No se trata de características demostradas en las trayectorias políticas, sino inventos con fines mediáticos de propaganda. No hay antecedentes de actividad partidista en trabajos de organización y educación política, mucho menos a la experiencia acumulada en el desempeño de una probada trayectoria de cargos públicos. En la práctica cualquiera puede aspirar y lograr convertirse en “representante popular”, gobernador de su estado y hasta presidente de la República. Esta ha sido una realidad, que explica el desprestigio de la política.

Hay, en consecuencia, en los inicios del proceso electoral que culminará el 1º de julio de 2018, una crisis profunda de liderazgos reales, con un predominio de políticos emanados de la organización burocrática del gobierno y de los partidos políticos.

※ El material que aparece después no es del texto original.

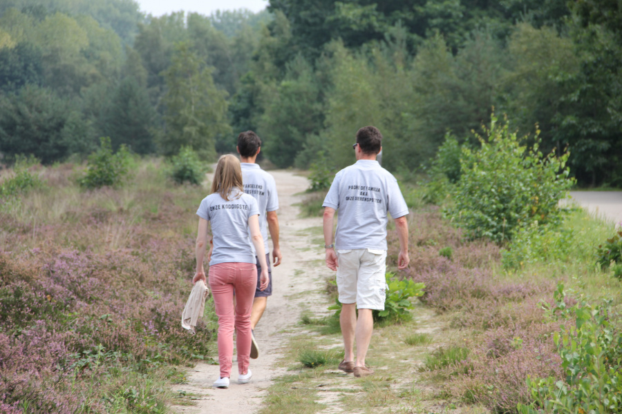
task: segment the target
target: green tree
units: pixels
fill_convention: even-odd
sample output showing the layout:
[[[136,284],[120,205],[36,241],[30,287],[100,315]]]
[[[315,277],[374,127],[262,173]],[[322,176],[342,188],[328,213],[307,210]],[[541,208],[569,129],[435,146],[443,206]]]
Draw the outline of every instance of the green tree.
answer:
[[[277,166],[293,165],[307,136],[321,128],[319,95],[310,65],[299,57],[288,67],[285,79],[277,87],[259,124],[265,155]]]
[[[0,152],[10,159],[32,154],[48,164],[75,152],[88,152],[88,124],[70,101],[48,89],[26,86],[0,99]]]
[[[41,53],[31,44],[0,49],[0,90],[17,91],[27,84],[43,82]]]
[[[128,77],[121,81],[110,102],[102,130],[111,137],[114,150],[126,145],[138,154],[152,153],[156,150],[151,132],[154,115],[147,90],[136,79]]]
[[[158,142],[163,154],[176,154],[182,146],[188,146],[214,159],[216,137],[230,133],[227,92],[214,85],[211,71],[187,43],[177,46],[173,63],[164,73],[167,88],[164,97],[166,130]]]

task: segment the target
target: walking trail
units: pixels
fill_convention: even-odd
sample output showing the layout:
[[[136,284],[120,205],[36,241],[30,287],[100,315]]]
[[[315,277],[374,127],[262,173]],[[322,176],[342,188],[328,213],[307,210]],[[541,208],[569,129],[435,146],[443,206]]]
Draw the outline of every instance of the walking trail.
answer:
[[[272,385],[272,379],[286,372],[276,362],[283,353],[281,347],[287,344],[292,335],[289,331],[300,320],[301,312],[326,312],[326,296],[321,292],[324,280],[331,272],[323,265],[323,249],[318,248],[323,244],[318,228],[322,225],[322,219],[299,218],[299,208],[294,205],[301,202],[304,196],[296,195],[308,187],[308,181],[292,171],[270,172],[276,181],[279,193],[283,262],[272,268],[272,296],[268,298],[265,313],[255,328],[260,353],[258,359],[251,359],[252,379],[248,384],[237,383],[237,362],[234,355],[229,388],[215,389],[211,384],[218,377],[218,366],[199,362],[189,370],[187,384],[173,388],[192,393],[198,398],[195,400],[197,404],[174,406],[173,412],[256,413],[261,408],[265,390]],[[314,227],[317,231],[313,235],[305,231]],[[269,244],[272,249],[271,242]],[[217,355],[209,356],[218,361]]]
[[[622,191],[572,191],[570,196],[596,218],[622,227]]]

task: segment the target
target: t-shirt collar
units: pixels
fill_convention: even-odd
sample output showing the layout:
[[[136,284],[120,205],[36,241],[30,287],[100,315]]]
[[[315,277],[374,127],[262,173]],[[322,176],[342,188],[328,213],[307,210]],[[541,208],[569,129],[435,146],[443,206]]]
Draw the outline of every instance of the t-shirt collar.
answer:
[[[359,159],[357,161],[357,164],[359,166],[376,166],[380,165],[380,164],[376,159]]]
[[[241,162],[240,165],[245,168],[259,168],[259,164],[251,162]]]

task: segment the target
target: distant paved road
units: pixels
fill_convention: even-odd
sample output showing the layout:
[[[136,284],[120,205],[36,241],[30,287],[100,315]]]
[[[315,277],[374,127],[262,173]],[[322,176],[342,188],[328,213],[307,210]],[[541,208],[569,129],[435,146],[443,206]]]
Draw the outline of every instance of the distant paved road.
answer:
[[[571,191],[570,196],[596,217],[622,226],[622,191]]]

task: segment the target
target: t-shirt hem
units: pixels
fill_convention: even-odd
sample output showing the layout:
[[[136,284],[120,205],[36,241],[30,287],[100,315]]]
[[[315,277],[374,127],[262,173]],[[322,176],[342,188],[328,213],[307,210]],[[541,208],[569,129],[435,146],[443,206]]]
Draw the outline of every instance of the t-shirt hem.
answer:
[[[399,219],[399,217],[403,217],[405,215],[408,215],[411,212],[408,210],[405,210],[403,211],[400,211],[398,213],[396,213],[395,215],[391,215],[391,217],[394,219]]]
[[[247,258],[240,257],[239,259],[236,259],[235,262],[232,260],[212,260],[209,262],[209,266],[220,264],[221,263],[251,263],[252,264],[256,264],[256,260],[255,260],[255,255],[254,254],[252,256],[249,256]]]
[[[377,246],[353,246],[353,247],[344,247],[342,246],[335,246],[334,248],[335,248],[335,250],[359,250],[359,249],[361,249],[361,248],[369,248],[371,250],[388,250],[388,248],[386,246],[383,246],[383,247],[378,247]]]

El liderazgo auténtico tiene mínimas posibilidades, a menos que firme “pactos”, cancelando con ello su condición de líder. En cambio, los políticos de la burocracia, los llamados “jefes” por sus subordinados, predominan y se preparan para obtener supuestamente “triunfos legales y legítimos”.

Un líder auténtico es la creación de un grupo, de su clase social y de toda la sociedad; no nace, sino que se hace en una situación con dificultades y para resolver esas dificultades. Representa invariablemente los ideales y las aspiraciones de sus seguidores. Es el resultado de los propósitos de su tiempo y cambia junto con ellos, puesto que no es líder para siempre. Es, en síntesis, la personificación de los problemas y sus soluciones, del futuro deseado y de las más elevadas cualidades de su tiempo. La voluntad y el valor, la lealtad sin engaños, el orgullo y la dignidad de los suyos. Sin liderazgos políticos los ciudadanos carecen de toda posibilidad para el triunfo de la democracia.

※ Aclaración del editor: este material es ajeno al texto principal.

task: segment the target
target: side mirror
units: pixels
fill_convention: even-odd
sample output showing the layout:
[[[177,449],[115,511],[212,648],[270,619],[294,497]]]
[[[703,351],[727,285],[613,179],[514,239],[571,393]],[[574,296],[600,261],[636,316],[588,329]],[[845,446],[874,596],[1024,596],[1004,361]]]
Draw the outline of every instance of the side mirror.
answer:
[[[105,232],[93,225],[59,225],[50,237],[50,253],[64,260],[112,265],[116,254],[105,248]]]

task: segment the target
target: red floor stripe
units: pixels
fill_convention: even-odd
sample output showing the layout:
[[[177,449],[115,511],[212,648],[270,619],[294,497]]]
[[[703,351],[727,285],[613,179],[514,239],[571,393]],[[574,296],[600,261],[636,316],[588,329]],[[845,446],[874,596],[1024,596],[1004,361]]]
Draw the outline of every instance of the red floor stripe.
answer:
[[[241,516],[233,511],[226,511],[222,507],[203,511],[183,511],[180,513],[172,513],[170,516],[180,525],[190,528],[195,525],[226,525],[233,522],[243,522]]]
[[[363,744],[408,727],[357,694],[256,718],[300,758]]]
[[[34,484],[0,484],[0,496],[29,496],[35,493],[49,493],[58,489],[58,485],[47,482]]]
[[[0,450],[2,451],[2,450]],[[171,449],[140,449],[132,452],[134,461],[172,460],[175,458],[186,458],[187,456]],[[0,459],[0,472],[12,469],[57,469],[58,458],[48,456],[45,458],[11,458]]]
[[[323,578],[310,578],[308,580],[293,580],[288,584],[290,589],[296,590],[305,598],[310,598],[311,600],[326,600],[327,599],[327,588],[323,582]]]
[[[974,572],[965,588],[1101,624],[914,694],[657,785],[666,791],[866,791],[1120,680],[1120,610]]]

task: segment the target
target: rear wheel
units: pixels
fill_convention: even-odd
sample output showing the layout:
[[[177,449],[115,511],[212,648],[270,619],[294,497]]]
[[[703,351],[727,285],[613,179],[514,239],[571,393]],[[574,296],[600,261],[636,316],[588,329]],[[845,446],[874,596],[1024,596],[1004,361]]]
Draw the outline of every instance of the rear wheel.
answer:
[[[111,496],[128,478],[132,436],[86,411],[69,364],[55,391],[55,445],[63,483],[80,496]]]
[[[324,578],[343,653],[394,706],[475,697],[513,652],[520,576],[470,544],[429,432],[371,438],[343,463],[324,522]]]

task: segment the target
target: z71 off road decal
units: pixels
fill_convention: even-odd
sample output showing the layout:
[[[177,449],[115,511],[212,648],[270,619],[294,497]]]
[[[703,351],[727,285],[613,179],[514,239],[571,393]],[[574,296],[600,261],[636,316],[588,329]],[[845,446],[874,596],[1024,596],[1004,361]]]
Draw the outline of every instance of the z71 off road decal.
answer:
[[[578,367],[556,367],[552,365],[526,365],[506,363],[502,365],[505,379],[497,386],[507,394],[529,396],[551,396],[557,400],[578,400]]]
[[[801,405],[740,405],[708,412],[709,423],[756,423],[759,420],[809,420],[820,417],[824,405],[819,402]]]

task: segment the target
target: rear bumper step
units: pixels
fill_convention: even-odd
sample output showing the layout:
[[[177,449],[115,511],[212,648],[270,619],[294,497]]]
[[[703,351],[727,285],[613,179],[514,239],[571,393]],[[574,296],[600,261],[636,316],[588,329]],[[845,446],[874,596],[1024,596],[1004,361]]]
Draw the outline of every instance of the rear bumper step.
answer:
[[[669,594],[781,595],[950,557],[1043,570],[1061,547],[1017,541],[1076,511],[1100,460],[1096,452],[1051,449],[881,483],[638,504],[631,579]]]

Por una parte, los “jefes” son el resultado de las imposiciones por las cúpulas de las organizaciones burocráticas, proceden de las designaciones y no del consenso sobre el reconocimiento de lo que representan y de sus contribuciones para alcanzar los objetivos de los grupos de pertenencia. A su vez, el “jefe” es el que “manda” y el que toma las decisiones arbitrariamente y en su propio beneficio. También procura mantener una “distancia social” del grupo al que corresponde y carece, por tanto, de identificación con sus seguidores, se siente único y hace de la mentira, el engaño, la manipulación y la demagogia sus métodos preferidos y únicos.

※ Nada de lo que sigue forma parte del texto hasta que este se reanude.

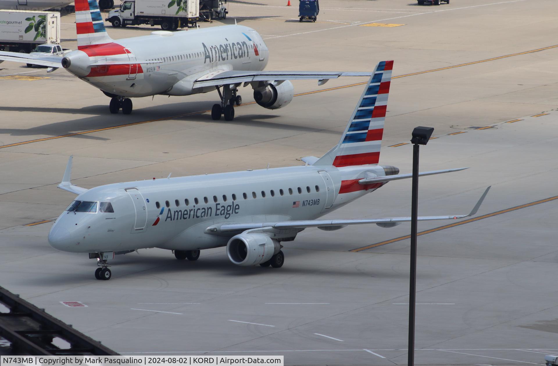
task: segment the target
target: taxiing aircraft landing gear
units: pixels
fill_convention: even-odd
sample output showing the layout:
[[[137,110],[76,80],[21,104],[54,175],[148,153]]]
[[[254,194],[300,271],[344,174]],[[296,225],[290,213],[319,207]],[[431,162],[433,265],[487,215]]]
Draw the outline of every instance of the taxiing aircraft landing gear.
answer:
[[[221,94],[219,87],[215,87],[221,98],[221,104],[213,105],[211,110],[211,118],[217,121],[223,115],[225,121],[233,120],[234,119],[234,105],[240,105],[242,103],[242,97],[237,95],[238,89],[231,89],[229,85],[224,85],[223,87],[223,94]]]
[[[99,258],[97,259],[97,265],[99,266],[99,268],[95,271],[95,278],[97,280],[107,281],[112,277],[112,273],[110,270],[108,269],[109,264],[107,263],[107,260],[102,259],[103,254],[103,253],[99,253]]]
[[[200,257],[200,251],[196,250],[175,250],[175,257],[176,259],[183,261],[186,258],[189,261],[196,261]]]

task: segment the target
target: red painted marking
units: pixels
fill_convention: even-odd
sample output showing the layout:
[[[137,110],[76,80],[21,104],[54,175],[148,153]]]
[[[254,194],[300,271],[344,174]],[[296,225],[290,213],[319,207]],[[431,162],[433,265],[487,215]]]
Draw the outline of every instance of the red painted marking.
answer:
[[[78,308],[80,306],[86,306],[80,301],[60,301],[62,304],[70,308]]]
[[[382,84],[383,84],[383,82]],[[378,93],[379,94],[379,93]],[[387,105],[377,105],[372,110],[372,118],[378,118],[379,117],[386,116],[386,110],[387,109]]]
[[[81,50],[87,53],[87,56],[93,57],[96,56],[114,56],[115,55],[126,55],[124,51],[124,46],[111,42],[109,43],[103,43],[102,45],[91,45],[87,46],[80,46],[78,47],[78,50]]]
[[[368,133],[366,134],[366,140],[365,141],[378,141],[382,139],[382,135],[383,134],[383,128],[369,130]]]
[[[95,30],[93,29],[93,23],[92,22],[76,23],[75,30],[78,35],[86,35],[89,33],[95,33]]]
[[[95,77],[97,76],[114,76],[115,75],[128,75],[131,74],[131,67],[132,74],[143,74],[143,70],[141,65],[139,64],[132,64],[131,65],[109,65],[103,66],[93,66],[91,68],[91,71],[87,75],[88,77]],[[136,68],[137,67],[137,72]]]
[[[379,188],[383,183],[377,183],[370,184],[359,184],[358,181],[363,178],[359,178],[356,179],[349,179],[348,180],[341,180],[341,187],[339,187],[339,193],[348,193],[352,192],[358,191],[368,191],[368,189],[376,189]]]
[[[89,10],[89,3],[88,2],[87,0],[75,0],[74,5],[75,6],[75,11],[76,12]]]
[[[378,164],[379,161],[380,153],[364,153],[352,155],[340,155],[335,157],[333,160],[334,167],[348,167],[349,165],[362,165],[366,164]]]
[[[378,90],[378,94],[387,94],[389,92],[389,84],[391,81],[384,81],[380,83],[380,88]]]

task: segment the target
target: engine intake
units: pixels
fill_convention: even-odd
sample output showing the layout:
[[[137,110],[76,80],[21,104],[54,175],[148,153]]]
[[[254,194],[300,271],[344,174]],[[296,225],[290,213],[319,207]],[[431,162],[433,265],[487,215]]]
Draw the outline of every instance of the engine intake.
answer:
[[[291,103],[295,95],[295,87],[288,80],[278,85],[267,84],[262,88],[254,90],[256,103],[267,109],[282,108]]]
[[[265,234],[235,235],[227,244],[227,255],[237,266],[255,266],[267,262],[280,250],[278,242]]]

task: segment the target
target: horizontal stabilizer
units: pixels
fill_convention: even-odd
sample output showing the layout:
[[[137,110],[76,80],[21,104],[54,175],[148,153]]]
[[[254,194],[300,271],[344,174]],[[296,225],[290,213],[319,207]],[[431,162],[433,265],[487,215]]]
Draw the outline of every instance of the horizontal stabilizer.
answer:
[[[459,172],[469,168],[456,168],[455,169],[445,169],[442,170],[432,170],[432,172],[422,172],[419,173],[419,177],[425,175],[434,175],[434,174],[441,174],[442,173],[451,173],[452,172]],[[398,180],[399,179],[405,179],[407,178],[412,178],[412,173],[406,174],[398,174],[397,175],[386,175],[385,177],[376,177],[374,178],[365,178],[358,181],[359,184],[370,184],[374,183],[381,183],[382,182],[389,182],[391,180]]]

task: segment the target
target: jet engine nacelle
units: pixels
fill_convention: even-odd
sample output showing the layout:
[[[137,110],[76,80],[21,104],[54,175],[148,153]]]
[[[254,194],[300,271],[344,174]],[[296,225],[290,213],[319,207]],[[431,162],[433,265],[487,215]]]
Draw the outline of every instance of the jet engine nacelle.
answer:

Consecuentemente, para las elecciones del domingo 1º de julio de 2018 habrá que mantener la cabeza fría para decidir por cuáles candidatos merece emitirse el voto. Conviene, en todo caso, elegir a líderes para que las elecciones sean históricamente contrapuestas a lo que Oswald Spengler llama “la dictadura del dinero”. Habrá que terminar con los poderes tradicionalmente representativos de la decadencia mediante los hechos que no se contraponen: los principios y los votos o, si se prefiere, los votos con principios.